Золотой шут - Хобб Робин. Страница 129

– Я не знаю как, – повторил Дьютифул, но я почувствовал, что он старается.

Его разум бился о мое сознание, точно мотылек о стекло лампы. Он пытался добраться до моих мыслей, забыв о теле. Я слабо оттолкнул его. Мне не следовало этого делать.

На мгновение наши разумы соединились.

Нет, – сказал я Дьютифулу – Нет. Оставь меня в покое.

Принц тут же убрал руки.

– Он не хочет, чтобы мы это делали, – неуверенно проговорил Дьютифул.
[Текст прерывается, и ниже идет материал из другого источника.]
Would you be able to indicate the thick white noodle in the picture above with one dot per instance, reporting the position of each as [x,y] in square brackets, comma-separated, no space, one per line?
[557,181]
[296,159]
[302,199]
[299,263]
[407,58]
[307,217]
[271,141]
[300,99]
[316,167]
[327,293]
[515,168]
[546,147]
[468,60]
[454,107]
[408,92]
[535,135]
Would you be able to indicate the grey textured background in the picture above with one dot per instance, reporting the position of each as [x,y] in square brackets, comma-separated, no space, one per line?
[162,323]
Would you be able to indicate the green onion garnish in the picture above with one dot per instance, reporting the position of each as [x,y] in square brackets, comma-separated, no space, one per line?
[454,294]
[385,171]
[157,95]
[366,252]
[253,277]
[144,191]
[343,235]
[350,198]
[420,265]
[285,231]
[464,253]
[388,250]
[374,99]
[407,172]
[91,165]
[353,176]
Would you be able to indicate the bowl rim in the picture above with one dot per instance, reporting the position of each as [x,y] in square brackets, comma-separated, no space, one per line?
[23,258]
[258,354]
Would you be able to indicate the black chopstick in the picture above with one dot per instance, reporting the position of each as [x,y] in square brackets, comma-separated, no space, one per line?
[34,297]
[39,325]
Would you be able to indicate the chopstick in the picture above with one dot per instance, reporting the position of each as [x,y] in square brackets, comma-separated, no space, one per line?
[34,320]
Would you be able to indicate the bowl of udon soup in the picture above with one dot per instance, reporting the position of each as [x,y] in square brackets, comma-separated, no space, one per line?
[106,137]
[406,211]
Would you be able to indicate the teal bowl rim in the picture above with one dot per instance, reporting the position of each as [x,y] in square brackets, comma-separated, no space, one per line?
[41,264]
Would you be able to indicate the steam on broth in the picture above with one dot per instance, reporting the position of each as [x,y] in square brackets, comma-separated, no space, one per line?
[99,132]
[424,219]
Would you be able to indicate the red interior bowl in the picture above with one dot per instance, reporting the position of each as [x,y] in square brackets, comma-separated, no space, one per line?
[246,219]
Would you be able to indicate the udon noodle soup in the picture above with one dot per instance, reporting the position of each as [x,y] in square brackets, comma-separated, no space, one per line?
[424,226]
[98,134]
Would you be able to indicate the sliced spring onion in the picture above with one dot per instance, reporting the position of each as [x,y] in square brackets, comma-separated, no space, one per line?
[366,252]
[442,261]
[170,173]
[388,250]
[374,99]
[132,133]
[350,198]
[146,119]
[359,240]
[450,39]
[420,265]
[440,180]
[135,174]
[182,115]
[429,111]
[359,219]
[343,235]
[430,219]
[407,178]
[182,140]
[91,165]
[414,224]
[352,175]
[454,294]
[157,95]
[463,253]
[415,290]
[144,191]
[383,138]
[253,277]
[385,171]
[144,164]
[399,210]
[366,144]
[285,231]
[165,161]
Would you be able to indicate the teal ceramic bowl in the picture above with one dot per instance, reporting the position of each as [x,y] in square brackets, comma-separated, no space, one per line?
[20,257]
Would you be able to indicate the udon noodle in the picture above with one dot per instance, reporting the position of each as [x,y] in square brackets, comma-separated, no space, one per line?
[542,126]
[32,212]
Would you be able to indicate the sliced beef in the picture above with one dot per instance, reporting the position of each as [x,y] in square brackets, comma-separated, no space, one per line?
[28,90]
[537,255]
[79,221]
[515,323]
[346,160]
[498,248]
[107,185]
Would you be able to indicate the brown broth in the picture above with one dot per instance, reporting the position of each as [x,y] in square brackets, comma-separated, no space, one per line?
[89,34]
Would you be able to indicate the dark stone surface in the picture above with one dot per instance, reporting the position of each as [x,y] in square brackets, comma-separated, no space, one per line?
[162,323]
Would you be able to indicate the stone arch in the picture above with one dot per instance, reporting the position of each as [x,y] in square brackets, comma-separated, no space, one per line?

– Мне наплевать! – яростно воскликнул Чейд. – Ему нельзя умирать. Я не позволяю. – Неожиданно его голос зазвучал громче, прямо возле моего правого уха. – Фитц, ты слышишь меня, мой мальчик? Я все равно не дам тебе умереть, так что лучше помоги нам. И хватит себя жалеть, сражайся и живи.

– Фитц? – Я услышал удивление и ужас в голосе Дьютифула.

Наступило мгновение тишины. Потом разом охрипший Чейд объяснил:

– Он бастард, как и я. У нас давным-давно родилась шутка, что это слово становится обидным только в устах тех людей, которые сами не являются бастардами.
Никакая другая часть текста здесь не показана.